Horcas Coloradas suele ser el lugar por el que intentan entrar estos inmigrantes, probablemente por tratarse de la playa más retirada del centro y, teóricamente, con menor vigilancia. Si es necesario, al avistar a la Guardia Civil, los ocupantes de las motos se lanzan al mar y, si tienen suerte, no serán interceptados.
Parece plausible pensar que cuenten con la ayuda de alguna otra persona, como sucedió el 7 de mayo, pero este método tiene, además, la ventaja para los inmigrantes de que no necesitan pagar los alrededor de 6.000 euros que las mafias les cobran de media. Eso sí: deben hacerse con la moto de agua, que no se sabe de dónde obtienen, ni si tienen que pagarla, ni quién la recoge una vez aparcada en territorio español, si es que la recoge alguien.
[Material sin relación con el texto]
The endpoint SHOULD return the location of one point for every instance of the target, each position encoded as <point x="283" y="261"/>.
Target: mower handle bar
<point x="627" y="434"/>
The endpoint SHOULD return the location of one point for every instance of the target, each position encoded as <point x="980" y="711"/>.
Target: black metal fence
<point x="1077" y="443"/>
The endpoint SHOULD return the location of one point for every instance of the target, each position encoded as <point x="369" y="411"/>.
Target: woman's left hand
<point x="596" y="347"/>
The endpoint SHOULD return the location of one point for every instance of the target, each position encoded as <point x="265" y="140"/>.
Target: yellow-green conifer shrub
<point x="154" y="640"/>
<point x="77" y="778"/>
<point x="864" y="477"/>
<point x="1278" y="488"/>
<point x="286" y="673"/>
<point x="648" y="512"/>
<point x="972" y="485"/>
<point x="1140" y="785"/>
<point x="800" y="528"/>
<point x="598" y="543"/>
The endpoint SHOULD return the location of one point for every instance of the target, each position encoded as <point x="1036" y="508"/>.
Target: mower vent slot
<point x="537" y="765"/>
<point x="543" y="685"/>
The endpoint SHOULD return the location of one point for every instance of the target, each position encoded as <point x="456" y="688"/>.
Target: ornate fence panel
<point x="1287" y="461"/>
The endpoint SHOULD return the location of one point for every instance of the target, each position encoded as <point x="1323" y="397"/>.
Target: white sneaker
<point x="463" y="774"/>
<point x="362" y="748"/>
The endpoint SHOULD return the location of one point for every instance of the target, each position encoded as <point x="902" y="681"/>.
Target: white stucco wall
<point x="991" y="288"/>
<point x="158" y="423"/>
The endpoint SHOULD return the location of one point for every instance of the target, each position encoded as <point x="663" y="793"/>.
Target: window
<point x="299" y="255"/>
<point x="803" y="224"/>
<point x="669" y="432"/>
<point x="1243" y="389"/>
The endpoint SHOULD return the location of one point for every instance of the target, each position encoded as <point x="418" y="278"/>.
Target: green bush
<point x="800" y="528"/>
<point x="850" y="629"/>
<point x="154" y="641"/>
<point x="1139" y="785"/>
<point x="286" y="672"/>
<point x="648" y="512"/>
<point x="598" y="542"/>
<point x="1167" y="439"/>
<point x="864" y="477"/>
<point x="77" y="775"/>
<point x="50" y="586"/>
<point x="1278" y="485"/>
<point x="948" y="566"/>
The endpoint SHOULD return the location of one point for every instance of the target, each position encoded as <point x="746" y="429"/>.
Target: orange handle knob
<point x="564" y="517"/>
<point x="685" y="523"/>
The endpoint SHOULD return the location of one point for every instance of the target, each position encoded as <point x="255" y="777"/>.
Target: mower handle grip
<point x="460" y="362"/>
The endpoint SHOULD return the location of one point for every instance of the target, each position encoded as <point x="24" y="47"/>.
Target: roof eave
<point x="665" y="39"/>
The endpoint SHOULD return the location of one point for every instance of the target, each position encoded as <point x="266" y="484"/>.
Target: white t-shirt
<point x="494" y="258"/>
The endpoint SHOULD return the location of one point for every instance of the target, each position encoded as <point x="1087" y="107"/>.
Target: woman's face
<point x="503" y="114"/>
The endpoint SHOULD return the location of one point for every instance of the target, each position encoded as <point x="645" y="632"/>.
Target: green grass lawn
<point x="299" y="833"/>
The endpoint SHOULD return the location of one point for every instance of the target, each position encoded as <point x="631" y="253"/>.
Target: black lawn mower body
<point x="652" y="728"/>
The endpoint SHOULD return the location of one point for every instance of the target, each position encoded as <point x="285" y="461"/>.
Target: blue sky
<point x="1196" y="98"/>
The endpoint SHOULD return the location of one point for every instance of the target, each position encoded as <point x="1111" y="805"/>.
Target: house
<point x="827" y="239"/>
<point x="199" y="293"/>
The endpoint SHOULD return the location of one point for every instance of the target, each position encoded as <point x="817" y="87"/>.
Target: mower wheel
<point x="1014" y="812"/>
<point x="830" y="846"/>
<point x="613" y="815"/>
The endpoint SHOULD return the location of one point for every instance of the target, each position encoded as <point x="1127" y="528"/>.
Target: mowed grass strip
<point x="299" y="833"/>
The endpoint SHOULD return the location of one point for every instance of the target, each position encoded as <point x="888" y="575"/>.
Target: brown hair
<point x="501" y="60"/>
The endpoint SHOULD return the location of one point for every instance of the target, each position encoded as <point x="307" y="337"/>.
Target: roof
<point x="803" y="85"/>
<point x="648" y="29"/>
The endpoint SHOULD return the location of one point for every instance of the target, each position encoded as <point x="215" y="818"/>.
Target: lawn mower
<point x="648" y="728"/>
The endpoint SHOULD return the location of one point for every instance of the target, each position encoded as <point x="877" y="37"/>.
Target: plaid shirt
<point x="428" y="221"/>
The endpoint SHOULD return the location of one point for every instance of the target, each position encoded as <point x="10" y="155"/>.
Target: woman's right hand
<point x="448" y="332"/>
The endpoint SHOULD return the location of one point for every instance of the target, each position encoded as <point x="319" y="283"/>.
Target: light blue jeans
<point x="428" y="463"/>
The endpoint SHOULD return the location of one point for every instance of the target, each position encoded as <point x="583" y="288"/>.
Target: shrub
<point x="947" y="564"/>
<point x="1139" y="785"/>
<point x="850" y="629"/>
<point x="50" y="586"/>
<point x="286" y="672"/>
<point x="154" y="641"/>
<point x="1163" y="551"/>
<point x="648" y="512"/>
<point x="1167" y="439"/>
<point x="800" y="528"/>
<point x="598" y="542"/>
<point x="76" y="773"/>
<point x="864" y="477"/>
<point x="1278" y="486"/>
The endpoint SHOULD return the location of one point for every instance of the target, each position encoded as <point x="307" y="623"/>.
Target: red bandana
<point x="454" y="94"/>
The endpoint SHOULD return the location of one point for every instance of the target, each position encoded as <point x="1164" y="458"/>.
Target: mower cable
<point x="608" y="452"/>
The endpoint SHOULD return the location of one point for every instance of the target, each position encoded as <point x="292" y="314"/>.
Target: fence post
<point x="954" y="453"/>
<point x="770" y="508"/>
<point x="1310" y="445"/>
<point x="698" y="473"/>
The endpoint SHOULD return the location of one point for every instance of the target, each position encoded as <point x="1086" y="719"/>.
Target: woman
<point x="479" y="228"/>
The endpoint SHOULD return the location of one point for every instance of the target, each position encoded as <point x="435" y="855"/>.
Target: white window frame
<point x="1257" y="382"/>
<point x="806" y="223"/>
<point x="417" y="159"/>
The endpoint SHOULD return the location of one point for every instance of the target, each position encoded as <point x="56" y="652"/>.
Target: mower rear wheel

Otro punto a favor para ellos es que una moto de agua pasa mucho más desapercibida, aunque sólo sea por su tamaño y número de ocupantes –que pueden ser uno o dos-, que una embarcación donde viajen decenas de personas.
Lo que está claro es que el hambre agudiza el ingenio y no parece descabellado pensar que, mientras la situación en sus países de origen –Marruecos incluido, por lo visto- no mejore, seguirán inventándose maneras de acceder al primer mundo.
Por ello, además de, por supuesto, vigilancia, conviene recordar que la cooperación con los países de origen es fundamental, no ya sólo para que éstos controlen la inmigración, sino, sobre todo y fundamentalmente, para ayudarles a que no sus habitantes no necesiten marcharse de casa.
Esa es la clave y compete a los gobiernos hacer todo lo posible para acabar con una tragedia que provoca que los océanos y los mares –y, muy especialmente, el Mediterráneo, donde la diferencia entre el nivel de vida entre el sur y el norte es abismal- se estén convirtiendo en los cementerios más grandes del planeta.